People who debate the fate vs. free will argument question if, at the end of the day, we still make a conscious choice about what to do. Professor of biology Robert Sapolsky (Behave) doesn’t think so—he believes that free will is an artificial construct we use to fill the gaps in our understanding of human behavior. If this is right, then, logically, someday we’ll close up all of those gaps and have no more need (or space) for the idea of free will.
While giving up the concept of free will is a disturbing notion, Sapolsky has some thoughts about why doing so would only change things for the better:
Dangerous people will still be arrested and—if needed—punished. Just because it’s not their “fault” doesn’t mean that dangerous people would be allowed to walk around freely. What it does mean is that justice would no longer focus on punishment, except as a means to discourage them from relapsing into their bad behavior. Instead, the focus would be on fixing whatever caused them to act that way in the first place.

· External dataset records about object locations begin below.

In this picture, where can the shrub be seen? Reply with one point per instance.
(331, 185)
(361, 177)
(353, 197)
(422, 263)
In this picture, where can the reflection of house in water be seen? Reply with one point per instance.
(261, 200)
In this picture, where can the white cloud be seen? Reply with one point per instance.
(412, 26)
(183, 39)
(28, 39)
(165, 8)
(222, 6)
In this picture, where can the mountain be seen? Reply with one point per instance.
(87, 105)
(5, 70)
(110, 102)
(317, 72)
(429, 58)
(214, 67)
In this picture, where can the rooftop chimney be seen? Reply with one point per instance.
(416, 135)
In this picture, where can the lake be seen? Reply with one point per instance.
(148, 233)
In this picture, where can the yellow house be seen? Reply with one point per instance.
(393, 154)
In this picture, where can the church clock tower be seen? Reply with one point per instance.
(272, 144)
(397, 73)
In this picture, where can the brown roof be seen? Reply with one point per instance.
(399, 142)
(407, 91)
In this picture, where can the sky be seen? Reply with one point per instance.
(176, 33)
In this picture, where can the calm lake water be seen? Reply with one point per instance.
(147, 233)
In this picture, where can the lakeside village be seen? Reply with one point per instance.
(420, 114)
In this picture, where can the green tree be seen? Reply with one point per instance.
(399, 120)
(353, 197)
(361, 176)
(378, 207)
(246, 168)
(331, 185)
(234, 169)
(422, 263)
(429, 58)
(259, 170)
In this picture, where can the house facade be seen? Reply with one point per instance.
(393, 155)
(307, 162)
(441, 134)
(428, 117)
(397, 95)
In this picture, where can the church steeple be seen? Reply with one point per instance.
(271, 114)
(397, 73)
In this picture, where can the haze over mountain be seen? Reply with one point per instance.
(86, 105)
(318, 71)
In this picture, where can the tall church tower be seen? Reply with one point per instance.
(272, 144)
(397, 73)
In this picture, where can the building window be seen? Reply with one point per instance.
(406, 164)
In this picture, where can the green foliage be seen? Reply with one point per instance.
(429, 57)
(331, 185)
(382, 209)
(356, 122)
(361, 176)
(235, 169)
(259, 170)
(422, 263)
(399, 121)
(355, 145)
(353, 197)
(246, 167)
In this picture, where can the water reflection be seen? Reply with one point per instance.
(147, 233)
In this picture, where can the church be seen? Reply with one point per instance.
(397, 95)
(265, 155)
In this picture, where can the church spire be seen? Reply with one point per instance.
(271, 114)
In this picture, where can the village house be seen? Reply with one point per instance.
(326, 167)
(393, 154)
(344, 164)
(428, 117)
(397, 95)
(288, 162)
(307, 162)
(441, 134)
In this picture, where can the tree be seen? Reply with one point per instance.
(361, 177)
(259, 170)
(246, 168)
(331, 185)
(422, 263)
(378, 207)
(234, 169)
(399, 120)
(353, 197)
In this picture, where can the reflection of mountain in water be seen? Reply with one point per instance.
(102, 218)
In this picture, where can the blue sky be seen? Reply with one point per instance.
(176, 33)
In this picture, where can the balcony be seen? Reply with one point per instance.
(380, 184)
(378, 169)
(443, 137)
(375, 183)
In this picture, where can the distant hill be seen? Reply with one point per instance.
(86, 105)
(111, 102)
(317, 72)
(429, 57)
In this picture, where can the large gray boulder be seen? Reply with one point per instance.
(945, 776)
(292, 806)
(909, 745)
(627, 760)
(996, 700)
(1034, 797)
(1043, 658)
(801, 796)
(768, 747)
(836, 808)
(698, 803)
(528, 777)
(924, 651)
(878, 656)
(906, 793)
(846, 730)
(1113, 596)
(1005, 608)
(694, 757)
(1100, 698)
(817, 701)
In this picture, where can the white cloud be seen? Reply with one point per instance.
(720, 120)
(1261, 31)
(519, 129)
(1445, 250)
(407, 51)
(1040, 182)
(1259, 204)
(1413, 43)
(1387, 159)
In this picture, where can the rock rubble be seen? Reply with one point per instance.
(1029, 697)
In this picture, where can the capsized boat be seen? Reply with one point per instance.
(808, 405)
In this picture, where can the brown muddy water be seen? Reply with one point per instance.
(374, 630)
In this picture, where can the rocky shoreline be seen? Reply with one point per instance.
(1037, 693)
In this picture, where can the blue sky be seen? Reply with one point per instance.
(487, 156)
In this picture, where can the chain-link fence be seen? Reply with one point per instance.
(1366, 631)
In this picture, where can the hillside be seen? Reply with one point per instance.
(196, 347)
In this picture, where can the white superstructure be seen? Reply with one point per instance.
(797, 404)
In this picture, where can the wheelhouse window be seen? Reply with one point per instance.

People would still take credit for their good deeds. While it doesn’t make logical sense for people to feel pride in their actions if they didn’t “choose” those actions, it’s unlikely that we’ll ever completely separate ourselves from our egos. Sapolsky hopes that we’ll eventually use our concept of free will for harmless things—for instance, taking pride in your skill at a game, or your taste in clothing—instead of using it as a reason to judge and punish others.
Likely, the existence of fate vs. free will never come down to one conclusive answer. What you believe though determines how you live your life. At the end of the day, you should believe something that makes you happier and helps you live a more fulfilling life.